An expert witness told the International Criminal Court (ICC) on Wednesday, April 9, that 506 buildings were burnt in Eldoret in January 2008 around the time there was violence following the presidential poll a month earlier.
Lars Bromley told the court on Wednesday there were another 190 structures that were possibly burnt. Bromley was testifying in the trial of Deputy President William Samoei Ruto and former radio journalist Joshua arap Sang who are each facing three counts of crimes against humanity for their alleged roles in the bloodshed that followed the December 2007 elections.
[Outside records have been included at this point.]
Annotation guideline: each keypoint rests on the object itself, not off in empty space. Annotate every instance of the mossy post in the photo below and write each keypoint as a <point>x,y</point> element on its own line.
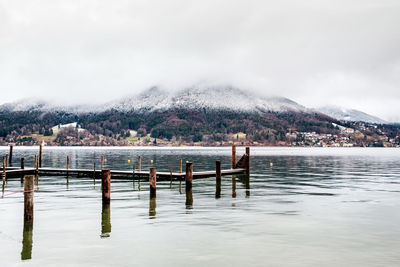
<point>106,186</point>
<point>218,179</point>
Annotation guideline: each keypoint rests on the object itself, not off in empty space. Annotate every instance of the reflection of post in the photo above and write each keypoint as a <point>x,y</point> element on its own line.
<point>233,186</point>
<point>106,185</point>
<point>218,179</point>
<point>105,220</point>
<point>188,184</point>
<point>27,240</point>
<point>152,207</point>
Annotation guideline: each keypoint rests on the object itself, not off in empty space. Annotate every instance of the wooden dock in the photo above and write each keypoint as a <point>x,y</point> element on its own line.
<point>240,167</point>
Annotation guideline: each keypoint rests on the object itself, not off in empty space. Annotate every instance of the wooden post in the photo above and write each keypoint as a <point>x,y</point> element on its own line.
<point>170,178</point>
<point>218,179</point>
<point>4,169</point>
<point>153,181</point>
<point>28,197</point>
<point>106,185</point>
<point>248,161</point>
<point>233,156</point>
<point>105,220</point>
<point>10,158</point>
<point>188,184</point>
<point>40,156</point>
<point>94,172</point>
<point>233,186</point>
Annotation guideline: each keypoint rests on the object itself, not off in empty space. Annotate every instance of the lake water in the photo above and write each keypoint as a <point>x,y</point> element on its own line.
<point>313,207</point>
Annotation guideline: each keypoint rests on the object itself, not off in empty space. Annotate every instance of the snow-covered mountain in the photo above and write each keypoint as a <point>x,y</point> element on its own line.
<point>156,99</point>
<point>224,98</point>
<point>340,113</point>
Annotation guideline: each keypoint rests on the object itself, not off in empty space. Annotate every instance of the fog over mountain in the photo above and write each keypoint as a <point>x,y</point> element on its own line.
<point>316,53</point>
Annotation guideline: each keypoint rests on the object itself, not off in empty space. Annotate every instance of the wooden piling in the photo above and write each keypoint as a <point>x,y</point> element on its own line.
<point>233,157</point>
<point>153,181</point>
<point>248,161</point>
<point>10,158</point>
<point>189,183</point>
<point>106,185</point>
<point>4,169</point>
<point>40,155</point>
<point>28,197</point>
<point>218,179</point>
<point>170,177</point>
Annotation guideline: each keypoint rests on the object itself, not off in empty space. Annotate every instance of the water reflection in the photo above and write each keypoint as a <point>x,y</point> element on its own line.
<point>152,208</point>
<point>105,220</point>
<point>27,240</point>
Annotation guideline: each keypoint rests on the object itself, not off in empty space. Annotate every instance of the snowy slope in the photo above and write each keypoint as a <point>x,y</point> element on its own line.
<point>349,114</point>
<point>224,98</point>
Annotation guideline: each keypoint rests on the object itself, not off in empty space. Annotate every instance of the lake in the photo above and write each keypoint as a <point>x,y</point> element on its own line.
<point>310,207</point>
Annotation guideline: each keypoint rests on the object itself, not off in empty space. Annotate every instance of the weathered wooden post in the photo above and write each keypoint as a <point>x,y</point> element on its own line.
<point>170,178</point>
<point>188,184</point>
<point>233,186</point>
<point>28,197</point>
<point>233,157</point>
<point>10,158</point>
<point>106,185</point>
<point>4,169</point>
<point>153,181</point>
<point>248,161</point>
<point>218,179</point>
<point>105,220</point>
<point>40,155</point>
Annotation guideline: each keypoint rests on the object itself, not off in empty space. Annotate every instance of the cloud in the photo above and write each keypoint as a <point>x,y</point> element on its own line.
<point>315,52</point>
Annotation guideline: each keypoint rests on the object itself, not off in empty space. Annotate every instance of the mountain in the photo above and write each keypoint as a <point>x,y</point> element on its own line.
<point>344,114</point>
<point>215,98</point>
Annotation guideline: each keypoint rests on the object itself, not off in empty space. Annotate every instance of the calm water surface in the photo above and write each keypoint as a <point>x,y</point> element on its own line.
<point>313,207</point>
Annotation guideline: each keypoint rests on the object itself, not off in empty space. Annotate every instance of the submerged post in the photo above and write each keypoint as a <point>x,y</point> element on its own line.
<point>218,179</point>
<point>106,185</point>
<point>28,197</point>
<point>40,155</point>
<point>10,158</point>
<point>233,157</point>
<point>153,181</point>
<point>248,161</point>
<point>188,184</point>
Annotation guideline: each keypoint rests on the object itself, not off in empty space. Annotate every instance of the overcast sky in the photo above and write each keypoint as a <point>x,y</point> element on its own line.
<point>315,52</point>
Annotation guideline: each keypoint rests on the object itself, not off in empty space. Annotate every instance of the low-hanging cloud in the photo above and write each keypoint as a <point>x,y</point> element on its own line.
<point>316,52</point>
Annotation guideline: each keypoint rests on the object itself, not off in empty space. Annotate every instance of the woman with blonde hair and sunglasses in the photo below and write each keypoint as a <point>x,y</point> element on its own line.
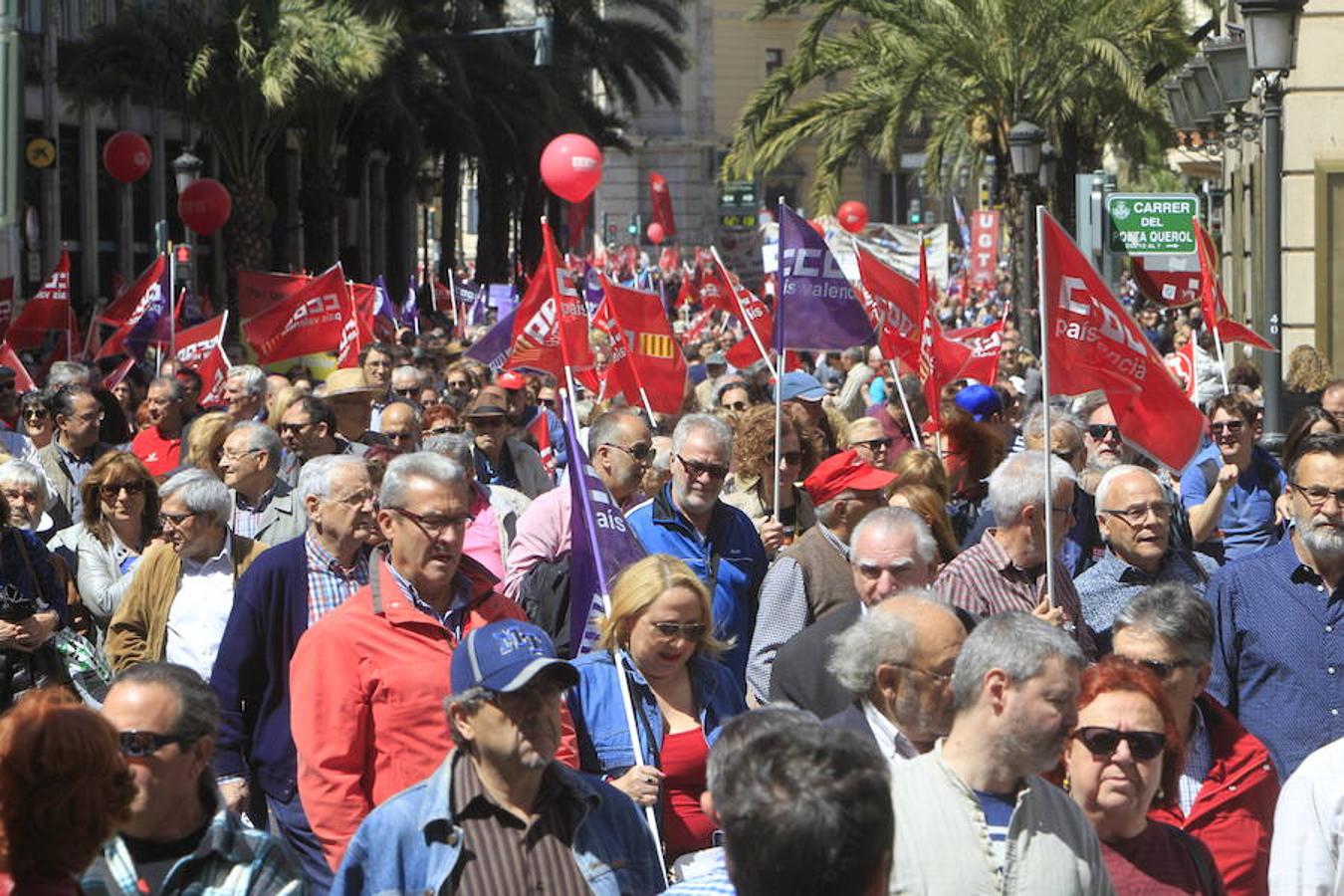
<point>660,630</point>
Bromley’s testimony is the first in the trial in which a witness has been able to quantify the buildings burnt during that period. Previous witness had been able only to testify to the homes burnt down in a particular location but not in a broad area.
The prosecution asked Bromley to testify because he is a specialist in analysing satellite images and related data. Bromley is Principal Analyst with a program of the United Nations Institute for Training and Research. It is called UNITAR’s Operational Satellite Applications Program, or UNOSAT.
Bromley said his program monitors natural disasters and human security and human rights events. He said the program has recently done work in the Central Africa Republic, Congo, South Sudan and Mali. He said they also analysed data on last year’s typhoon in The Philippines. Bromley said UNOSAT produced 169 public reports in 2013 and another 14 or so internal reports for the United Nations.
He told the court he was able to tell whether a building had been burnt by comparing satellite images taken some years ago with those taken in January 2008. Bromley said in the case of Eldoret he compared an image of the town taken on March 14, 2006 and another taken on January 1, 2008.
Bromley explained that in the earlier image he was able to see shadows of the buildings, which to him indicated that the buildings stood undamaged. In the January 2008 image he said he saw the grey-white of ash, blackened areas around some buildings indicating that vegetation had been burnt as well. Bromley said that he could tell the burning of the buildings was deliberate because the burn pattern was not even and uninterrupted as would be the case in a natural fire. He also said another indication the burning was deliberate was that not all buildings in a row were burnt.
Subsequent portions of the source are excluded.